Experimental Adjuvant Could Strengthen Mucosal Immunity with Injectable Polio Vaccines

Polio eradication has long hinged on a trade‑off between safety and transmission control. The injectable inactivated polio vaccine (IPV) eliminates the rare vaccine‑derived paralytic cases seen with the oral polio vaccine (OPV), but it fails to induce the gut‑focused IgA response that blocks viral shedding. MIT’s Koch Institute tackled this gap by pairing IPV with a novel adjuvant—Am80, a vitamin‑A metabolite—encapsulated in lipid nanoparticles. The LNP carrier releases Am80 slowly, directing immune cells to the intestinal mucosa without requiring multiple dosing, a logistical hurdle for mass campaigns.

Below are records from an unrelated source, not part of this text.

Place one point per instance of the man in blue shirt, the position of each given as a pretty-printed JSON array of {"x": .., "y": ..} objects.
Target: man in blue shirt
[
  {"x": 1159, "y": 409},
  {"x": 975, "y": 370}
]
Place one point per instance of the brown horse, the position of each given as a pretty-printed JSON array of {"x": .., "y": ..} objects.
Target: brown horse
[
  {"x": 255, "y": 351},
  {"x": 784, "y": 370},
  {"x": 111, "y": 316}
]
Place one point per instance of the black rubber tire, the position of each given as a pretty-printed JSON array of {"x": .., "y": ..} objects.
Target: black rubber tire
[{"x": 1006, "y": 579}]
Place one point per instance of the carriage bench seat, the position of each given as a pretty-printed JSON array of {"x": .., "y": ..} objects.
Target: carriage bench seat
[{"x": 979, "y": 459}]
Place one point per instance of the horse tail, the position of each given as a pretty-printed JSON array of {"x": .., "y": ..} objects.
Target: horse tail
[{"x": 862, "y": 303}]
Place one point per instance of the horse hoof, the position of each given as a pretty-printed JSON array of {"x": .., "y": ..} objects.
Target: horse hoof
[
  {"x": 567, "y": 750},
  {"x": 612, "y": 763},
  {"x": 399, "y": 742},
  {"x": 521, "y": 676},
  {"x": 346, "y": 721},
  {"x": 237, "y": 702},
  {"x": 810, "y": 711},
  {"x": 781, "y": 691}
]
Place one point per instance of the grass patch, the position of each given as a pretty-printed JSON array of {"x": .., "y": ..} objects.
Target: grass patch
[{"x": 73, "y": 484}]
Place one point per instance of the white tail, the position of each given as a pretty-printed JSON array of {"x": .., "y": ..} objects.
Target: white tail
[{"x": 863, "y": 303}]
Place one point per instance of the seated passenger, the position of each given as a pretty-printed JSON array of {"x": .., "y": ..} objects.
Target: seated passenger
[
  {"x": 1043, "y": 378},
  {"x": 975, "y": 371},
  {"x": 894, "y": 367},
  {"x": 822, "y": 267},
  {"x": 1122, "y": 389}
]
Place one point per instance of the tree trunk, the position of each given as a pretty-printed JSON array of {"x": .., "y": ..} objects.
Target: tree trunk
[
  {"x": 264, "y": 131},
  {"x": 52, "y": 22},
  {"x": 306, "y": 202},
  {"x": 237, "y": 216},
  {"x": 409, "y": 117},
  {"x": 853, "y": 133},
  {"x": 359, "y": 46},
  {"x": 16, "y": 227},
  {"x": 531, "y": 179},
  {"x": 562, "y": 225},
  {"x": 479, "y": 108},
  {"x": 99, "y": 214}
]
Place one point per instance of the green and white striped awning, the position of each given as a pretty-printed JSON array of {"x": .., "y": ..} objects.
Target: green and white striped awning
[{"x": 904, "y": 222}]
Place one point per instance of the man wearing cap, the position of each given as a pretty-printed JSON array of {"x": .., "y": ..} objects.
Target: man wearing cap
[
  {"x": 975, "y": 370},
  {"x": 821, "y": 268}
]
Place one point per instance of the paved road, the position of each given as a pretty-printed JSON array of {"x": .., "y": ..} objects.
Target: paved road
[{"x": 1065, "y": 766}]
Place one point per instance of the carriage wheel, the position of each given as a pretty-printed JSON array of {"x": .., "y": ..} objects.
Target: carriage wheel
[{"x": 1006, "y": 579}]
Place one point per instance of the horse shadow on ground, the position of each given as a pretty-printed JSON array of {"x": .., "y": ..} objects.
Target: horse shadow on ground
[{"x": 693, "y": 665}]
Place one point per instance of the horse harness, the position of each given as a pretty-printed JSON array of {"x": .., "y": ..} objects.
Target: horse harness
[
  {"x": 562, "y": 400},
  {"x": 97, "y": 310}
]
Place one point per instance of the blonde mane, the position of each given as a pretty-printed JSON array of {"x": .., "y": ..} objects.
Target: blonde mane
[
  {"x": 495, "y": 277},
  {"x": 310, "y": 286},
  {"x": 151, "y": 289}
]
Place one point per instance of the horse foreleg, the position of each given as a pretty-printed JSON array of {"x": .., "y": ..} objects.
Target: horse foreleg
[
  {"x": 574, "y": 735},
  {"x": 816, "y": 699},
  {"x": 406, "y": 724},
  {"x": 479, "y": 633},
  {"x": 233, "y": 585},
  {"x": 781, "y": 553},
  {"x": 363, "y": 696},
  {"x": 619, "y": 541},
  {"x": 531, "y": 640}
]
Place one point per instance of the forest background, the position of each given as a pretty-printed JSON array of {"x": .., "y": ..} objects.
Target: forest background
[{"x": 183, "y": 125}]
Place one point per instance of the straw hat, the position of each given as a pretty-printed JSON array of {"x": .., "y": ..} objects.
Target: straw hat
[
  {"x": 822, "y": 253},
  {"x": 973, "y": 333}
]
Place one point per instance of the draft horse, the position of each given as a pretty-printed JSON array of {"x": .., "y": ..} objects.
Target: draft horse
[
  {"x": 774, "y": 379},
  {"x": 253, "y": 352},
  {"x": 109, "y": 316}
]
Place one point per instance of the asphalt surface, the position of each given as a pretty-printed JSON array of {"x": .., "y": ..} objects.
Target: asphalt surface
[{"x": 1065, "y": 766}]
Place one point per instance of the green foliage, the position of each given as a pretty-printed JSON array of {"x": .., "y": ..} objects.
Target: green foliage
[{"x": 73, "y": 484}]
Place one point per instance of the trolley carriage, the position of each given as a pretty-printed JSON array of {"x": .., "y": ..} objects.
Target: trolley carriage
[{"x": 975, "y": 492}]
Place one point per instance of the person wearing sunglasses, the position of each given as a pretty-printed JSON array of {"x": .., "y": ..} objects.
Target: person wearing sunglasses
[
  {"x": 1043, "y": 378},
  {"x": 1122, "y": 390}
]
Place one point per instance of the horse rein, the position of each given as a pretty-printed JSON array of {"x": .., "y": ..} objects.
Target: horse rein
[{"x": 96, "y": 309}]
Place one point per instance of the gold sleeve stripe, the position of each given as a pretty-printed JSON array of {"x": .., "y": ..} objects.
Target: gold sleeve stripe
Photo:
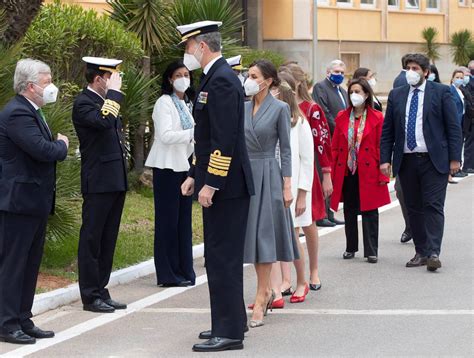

In pre‑clinical trials, rats receiving the combined IPV‑Am80‑LNP formulation generated robust systemic IgG levels comparable to standard IPV, while IgA antibodies in the gut rose roughly two‑fold. This dual response suggests the vaccine can both protect the individual and reduce community transmission, a critical step toward the World Health Organization’s goal of complete eradication. The study’s mechanistic insight—LNPs accumulating in lymph nodes and prompting B‑cell expression of gut‑homing receptors—offers a template for engineering mucosal immunity in other injectable vaccines.

Looking ahead, the research team intends to validate the approach in larger animal models and explore co‑formulation strategies that streamline manufacturing. If successful, the Am80‑LNP platform could be repurposed for pathogens that enter via the gastrointestinal, respiratory, or reproductive tracts, potentially reshaping vaccine design across multiple disease areas. For policymakers and global health partners, a safer, single‑dose vaccine that also curtails virus spread could simplify logistics, lower costs, and finally close the final loophole in polio eradication efforts.